Prosper avait su trouver de ces accents qui font pénétrer le doute au plus profond des consciences et ébranlent les plus solides convictions. M. Bertomy était ému.

— Cependant, murmura-t-il, tout vous accuse.

— Ah ! mon père ! c’est que vous ne savez pas qu’un jour j’ai dû fuir Madeleine ; il le fallait. J’étais désespéré, j’ai voulu m’étourdir. J’ai cherché l’oubli, j’ai trouvé le dégoût et la honte. Ô Madeleine !…

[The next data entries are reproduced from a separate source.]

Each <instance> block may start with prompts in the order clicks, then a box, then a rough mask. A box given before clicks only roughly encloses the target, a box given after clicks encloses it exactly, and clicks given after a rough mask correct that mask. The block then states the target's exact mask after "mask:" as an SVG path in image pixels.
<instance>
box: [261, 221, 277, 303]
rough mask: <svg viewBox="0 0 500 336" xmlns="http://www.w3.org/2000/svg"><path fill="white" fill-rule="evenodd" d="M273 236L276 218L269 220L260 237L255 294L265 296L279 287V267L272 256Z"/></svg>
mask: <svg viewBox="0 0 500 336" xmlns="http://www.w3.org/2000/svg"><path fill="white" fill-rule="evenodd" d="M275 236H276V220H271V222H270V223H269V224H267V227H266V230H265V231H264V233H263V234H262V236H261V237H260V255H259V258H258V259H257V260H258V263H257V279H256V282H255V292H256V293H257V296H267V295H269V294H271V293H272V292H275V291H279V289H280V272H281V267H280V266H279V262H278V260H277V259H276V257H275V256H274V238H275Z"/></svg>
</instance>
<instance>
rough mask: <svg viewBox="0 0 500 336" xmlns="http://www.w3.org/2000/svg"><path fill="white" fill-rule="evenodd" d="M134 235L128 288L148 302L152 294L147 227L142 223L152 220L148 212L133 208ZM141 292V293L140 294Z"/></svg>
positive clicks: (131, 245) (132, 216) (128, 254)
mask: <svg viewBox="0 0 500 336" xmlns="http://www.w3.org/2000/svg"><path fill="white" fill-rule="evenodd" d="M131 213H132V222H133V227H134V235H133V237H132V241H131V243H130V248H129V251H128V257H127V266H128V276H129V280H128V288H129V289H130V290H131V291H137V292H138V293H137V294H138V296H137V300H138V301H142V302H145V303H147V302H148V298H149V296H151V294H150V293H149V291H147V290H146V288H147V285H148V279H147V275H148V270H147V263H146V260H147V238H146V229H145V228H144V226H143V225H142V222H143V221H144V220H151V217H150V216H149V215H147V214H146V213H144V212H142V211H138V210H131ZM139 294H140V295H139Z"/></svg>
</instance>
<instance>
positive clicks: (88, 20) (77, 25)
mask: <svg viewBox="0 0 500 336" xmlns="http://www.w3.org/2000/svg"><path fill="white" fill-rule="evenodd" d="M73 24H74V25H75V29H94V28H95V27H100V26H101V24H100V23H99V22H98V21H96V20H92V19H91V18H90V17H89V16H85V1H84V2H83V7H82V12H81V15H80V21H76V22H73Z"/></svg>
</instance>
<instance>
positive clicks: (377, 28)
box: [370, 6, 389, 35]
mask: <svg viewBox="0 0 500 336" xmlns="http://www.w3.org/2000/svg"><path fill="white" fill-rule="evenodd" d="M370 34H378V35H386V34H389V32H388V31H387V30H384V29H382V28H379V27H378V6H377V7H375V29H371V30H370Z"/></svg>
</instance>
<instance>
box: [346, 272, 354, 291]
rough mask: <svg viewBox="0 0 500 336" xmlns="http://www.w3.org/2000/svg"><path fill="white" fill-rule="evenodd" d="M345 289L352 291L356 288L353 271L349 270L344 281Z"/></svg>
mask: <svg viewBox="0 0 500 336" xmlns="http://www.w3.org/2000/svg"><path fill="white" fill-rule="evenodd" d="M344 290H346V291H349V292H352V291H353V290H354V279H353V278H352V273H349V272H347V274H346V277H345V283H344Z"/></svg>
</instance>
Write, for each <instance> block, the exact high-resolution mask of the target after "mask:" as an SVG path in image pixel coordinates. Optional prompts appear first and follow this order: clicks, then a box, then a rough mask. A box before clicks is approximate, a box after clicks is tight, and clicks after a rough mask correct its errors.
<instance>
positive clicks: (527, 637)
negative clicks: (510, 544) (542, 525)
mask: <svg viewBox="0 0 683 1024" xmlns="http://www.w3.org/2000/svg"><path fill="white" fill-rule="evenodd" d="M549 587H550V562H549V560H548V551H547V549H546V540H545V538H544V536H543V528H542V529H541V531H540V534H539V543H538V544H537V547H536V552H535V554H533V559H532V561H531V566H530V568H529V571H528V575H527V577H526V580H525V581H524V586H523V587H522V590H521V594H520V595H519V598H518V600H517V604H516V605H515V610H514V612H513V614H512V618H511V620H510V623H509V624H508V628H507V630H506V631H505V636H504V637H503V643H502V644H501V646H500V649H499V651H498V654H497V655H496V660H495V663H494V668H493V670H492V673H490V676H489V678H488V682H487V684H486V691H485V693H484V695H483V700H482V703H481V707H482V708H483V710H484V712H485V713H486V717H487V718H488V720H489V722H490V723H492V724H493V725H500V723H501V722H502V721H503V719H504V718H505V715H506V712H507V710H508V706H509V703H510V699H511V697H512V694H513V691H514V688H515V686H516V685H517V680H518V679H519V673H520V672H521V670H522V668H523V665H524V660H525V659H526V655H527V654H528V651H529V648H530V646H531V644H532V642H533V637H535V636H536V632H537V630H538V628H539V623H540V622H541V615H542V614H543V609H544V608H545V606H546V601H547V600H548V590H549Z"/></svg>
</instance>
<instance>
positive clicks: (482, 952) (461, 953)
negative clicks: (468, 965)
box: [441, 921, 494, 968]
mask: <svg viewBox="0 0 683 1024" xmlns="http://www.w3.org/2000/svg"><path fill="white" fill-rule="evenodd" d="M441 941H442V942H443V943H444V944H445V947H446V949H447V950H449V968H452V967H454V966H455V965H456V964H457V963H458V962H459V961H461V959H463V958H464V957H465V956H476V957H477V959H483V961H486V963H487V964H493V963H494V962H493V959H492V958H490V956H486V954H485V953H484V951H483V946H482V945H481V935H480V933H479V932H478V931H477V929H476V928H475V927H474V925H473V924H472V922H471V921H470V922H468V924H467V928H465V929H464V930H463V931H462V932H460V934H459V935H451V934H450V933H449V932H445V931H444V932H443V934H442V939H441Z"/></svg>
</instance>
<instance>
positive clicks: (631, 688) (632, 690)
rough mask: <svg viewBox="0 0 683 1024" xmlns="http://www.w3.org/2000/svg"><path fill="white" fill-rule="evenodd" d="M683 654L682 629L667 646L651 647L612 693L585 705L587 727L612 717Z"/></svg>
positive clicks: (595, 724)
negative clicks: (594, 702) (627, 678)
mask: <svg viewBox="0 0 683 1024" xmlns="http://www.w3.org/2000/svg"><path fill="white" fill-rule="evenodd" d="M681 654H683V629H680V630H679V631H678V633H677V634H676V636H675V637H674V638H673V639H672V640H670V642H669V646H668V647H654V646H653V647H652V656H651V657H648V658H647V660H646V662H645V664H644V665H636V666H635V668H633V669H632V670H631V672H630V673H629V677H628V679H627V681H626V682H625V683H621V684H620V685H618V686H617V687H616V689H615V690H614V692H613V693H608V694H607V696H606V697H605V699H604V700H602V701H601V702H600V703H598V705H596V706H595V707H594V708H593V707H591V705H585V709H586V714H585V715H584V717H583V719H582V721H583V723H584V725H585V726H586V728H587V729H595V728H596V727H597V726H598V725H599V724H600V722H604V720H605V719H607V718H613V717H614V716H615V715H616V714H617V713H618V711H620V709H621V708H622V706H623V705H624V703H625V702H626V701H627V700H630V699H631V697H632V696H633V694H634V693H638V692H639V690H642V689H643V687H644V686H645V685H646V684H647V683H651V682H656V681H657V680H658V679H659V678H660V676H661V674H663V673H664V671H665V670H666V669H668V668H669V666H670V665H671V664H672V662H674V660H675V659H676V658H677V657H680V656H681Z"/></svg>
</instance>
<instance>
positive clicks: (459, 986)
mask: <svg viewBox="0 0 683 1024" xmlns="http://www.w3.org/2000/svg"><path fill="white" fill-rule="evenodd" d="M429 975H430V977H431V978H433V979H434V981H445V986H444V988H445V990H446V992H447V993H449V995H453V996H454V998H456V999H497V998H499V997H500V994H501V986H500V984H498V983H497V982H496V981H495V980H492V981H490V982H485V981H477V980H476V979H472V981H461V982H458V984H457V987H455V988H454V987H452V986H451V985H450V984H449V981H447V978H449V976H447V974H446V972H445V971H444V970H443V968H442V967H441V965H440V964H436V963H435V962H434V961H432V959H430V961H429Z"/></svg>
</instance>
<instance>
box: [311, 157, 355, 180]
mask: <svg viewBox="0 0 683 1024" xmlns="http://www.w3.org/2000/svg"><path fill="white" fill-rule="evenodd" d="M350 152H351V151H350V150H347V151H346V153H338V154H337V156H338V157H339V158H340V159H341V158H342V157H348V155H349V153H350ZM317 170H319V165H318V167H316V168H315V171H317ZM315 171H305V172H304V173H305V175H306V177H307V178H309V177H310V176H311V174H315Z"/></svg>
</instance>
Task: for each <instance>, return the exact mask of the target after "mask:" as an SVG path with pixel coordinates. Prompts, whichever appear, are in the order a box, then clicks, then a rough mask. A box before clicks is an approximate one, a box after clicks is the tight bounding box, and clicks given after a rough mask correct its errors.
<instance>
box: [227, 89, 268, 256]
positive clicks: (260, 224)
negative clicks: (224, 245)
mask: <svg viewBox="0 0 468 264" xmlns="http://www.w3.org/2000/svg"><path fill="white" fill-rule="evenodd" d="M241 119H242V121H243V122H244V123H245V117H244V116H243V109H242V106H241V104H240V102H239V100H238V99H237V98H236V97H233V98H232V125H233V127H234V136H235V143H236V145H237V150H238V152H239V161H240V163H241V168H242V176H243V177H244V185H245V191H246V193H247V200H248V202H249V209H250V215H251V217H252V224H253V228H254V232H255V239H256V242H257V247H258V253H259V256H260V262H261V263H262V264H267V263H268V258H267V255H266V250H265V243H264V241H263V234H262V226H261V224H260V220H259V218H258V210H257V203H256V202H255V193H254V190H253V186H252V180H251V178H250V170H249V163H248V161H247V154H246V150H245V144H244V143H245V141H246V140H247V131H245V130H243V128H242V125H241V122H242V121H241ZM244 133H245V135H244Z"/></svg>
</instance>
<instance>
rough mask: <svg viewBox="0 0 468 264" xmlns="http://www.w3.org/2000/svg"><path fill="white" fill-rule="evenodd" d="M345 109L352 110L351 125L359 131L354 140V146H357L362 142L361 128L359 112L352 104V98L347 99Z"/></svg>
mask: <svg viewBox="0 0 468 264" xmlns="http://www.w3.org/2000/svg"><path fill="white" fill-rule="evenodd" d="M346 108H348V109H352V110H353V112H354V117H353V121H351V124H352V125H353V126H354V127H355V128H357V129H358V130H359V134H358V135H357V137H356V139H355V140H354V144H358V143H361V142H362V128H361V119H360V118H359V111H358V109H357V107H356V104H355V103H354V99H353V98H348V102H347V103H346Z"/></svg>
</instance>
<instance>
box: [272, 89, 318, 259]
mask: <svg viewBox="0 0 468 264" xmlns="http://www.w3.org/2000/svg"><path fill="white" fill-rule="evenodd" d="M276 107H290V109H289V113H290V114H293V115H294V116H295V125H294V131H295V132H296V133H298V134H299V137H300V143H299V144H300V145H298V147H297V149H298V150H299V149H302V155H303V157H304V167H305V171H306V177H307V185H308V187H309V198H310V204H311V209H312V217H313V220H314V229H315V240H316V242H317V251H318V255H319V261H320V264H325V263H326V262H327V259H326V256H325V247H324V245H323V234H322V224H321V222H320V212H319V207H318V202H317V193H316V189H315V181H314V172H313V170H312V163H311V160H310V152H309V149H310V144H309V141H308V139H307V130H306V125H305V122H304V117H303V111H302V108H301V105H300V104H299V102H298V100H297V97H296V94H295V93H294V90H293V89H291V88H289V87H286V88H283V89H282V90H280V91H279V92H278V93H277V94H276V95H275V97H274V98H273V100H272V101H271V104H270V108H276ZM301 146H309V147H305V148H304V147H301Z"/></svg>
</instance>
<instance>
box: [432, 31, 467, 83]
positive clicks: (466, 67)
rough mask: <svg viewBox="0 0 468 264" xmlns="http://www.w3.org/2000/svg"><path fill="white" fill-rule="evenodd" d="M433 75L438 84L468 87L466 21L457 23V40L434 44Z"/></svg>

Il s’attendrissait ; mais bientôt il reprit avec une violence croissante :

— Tout est contre moi, peu importe ! je saurai me justifier ou périr à la tâche. La justice humaine est sujette à l’erreur ; innocent, je puis être condamné ; soit, je subirai ma peine ; mais on sort du bagne…

— Malheureux, que dites-vous ?…

— Je dis, mon père, que je suis maintenant un autre homme. Ma vie a un but, désormais, la vengeance. Je suis victime d’une machination infâme. Tant que j’aurai une goutte de sang dans les veines, j’en poursuivrai l’auteur. Et je le trouverai, il faudra bien qu’il expie mes tortures et mes angoisses. C’est de la maison Fauvel que part le coup, c’est là qu’il faut chercher.

— Prenez garde ! fit M. Bertomy, la colère vous égare !…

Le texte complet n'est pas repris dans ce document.